L’Acea appelle de toute urgence à un plan global pour permettre la transition vers une mobilité zéro émission en Europe. Ce projet devrait inclure une augmentation importante du nombre d’infrastructures de recharge et de ravitaillement, ainsi que des incitations à l’achat significatives pour stimuler les ventes.

« Notre industrie est impatiente de progresser le plus rapidement possible vers une mobilité sans émission. Mais cette transition est une responsabilité partagée », a souligné le président de l’Acea et du Groupe PSA Carlos Tavares. « De notre côté, nous offrons à nos clients un choix sans cesse croissant de voitures à motorisations alternatives. Parallèlement, les gouvernements de l’UE doivent faire face au rythme croissant auquel nous lançons ces voitures en augmentant considérablement les investissements dans les infrastructures. En outre, ils doivent également mettre en place des incitations à l’achat durables qui soient cohérentes dans toute l’UE », a-t-il ajouté.

Le rapport d’étape 2019 de l’Acea montre qu’en 2018, il y avait moins de 145 000 points de recharge pour les V.E. disponibles dans toute l’Union européenne. Bien que ce chiffre soit trois fois plus élevé qu’il y a cinq ans, il est encore loin des quelque 2,8 millions de points de recharge qui seront nécessaires d’ici à 2030.

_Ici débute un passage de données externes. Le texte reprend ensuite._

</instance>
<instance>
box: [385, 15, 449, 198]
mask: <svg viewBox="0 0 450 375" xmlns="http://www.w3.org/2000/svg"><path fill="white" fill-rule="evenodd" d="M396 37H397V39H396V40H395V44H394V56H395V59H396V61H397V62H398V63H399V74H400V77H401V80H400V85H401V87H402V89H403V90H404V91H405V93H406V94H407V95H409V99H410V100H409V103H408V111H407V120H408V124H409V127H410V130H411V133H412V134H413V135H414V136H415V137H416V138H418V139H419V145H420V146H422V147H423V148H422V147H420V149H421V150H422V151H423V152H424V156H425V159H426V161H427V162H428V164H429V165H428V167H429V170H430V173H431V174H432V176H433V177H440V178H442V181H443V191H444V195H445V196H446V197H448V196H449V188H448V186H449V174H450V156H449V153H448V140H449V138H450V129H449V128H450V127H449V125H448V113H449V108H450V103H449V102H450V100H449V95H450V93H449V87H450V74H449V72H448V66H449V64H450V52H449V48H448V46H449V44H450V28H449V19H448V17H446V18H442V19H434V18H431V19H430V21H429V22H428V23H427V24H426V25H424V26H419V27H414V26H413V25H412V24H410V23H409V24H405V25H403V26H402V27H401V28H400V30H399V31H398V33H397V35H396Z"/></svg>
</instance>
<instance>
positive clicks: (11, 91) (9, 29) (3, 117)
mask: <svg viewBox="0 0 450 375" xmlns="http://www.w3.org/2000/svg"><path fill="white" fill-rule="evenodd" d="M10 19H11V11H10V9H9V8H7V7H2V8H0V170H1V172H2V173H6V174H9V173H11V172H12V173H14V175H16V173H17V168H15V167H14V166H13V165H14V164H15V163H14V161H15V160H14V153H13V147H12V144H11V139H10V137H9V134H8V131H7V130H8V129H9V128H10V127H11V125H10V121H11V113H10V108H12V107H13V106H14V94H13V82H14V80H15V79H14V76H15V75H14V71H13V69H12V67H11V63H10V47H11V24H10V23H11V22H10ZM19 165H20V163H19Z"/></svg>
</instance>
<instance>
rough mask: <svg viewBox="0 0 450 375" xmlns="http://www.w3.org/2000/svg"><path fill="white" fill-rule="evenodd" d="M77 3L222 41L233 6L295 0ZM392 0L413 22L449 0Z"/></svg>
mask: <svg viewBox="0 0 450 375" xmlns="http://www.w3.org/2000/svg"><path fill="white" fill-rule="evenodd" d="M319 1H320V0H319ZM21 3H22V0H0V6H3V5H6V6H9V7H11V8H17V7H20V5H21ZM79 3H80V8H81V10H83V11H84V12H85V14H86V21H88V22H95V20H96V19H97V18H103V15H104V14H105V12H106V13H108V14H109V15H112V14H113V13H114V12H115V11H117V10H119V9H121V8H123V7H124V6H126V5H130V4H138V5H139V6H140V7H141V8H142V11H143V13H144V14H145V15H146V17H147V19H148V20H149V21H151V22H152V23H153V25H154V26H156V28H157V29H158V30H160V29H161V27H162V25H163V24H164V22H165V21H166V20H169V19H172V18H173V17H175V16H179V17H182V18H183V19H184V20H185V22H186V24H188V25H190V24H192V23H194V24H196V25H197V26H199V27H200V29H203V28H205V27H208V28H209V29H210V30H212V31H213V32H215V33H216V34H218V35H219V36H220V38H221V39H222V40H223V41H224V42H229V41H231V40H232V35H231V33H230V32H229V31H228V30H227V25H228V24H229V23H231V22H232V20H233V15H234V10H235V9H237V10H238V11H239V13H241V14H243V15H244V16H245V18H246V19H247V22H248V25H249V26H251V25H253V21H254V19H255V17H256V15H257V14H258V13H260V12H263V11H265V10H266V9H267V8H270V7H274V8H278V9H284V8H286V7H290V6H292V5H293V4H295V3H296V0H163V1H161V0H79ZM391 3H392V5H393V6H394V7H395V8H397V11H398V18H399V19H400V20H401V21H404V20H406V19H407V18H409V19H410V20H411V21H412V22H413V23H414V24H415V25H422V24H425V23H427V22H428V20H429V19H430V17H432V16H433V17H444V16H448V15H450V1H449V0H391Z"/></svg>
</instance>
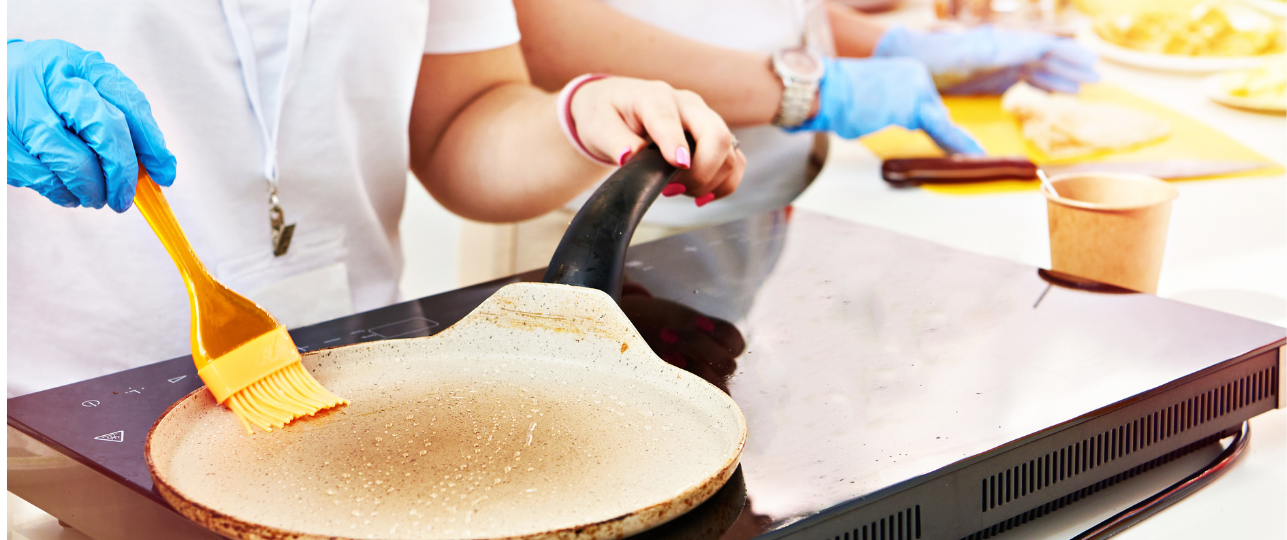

Ce n’est pas seulement le manque global d’infrastructures qui pose problème, mais aussi l’énorme déséquilibre de sa répartition à travers l’Union européenne. En effet, d’après l’étude de l’Acea, quatre pays couvrant environ un quart de la superficie totale de l’UE – les Pays-Bas, l’Allemagne, la France et le Royaume-Uni – représentent plus de 75 % de tous les points de recharge de la région.

Il existe par ailleurs un lien très clair entre l’adoption des véhicules à recharge électrique par le marché et le nombre de points de recharge par 100 km de route : presque tous les pays de l’UE qui disposent de moins de 1 point de recharge par 100 km de route ont également une part de marché de moins de 1 % pour ces véhicules.

Un autre problème majeur est le prix. Les données de l’Acea montrent que l’adoption par le marché de véhicules électriques est directement corrélée au niveau de vie d’un pays. Tous les Etats membres de l’UE dont la part de marché des V.E. est inférieure à 1 % ont un PIB par habitant inférieur à 29 000 euros. Cela comprend de nombreux pays d’Europe centrale et orientale, mais aussi la Grèce, l’Italie et l’Espagne.

« Nous devons protéger le droit des personnes à la mobilité, quel que soit leur lieu de résidence ou leurs moyens financiers », a conclu Carlos Tavares. « La mobilité doit être propre, sûre et abordable », a-t-il martelé.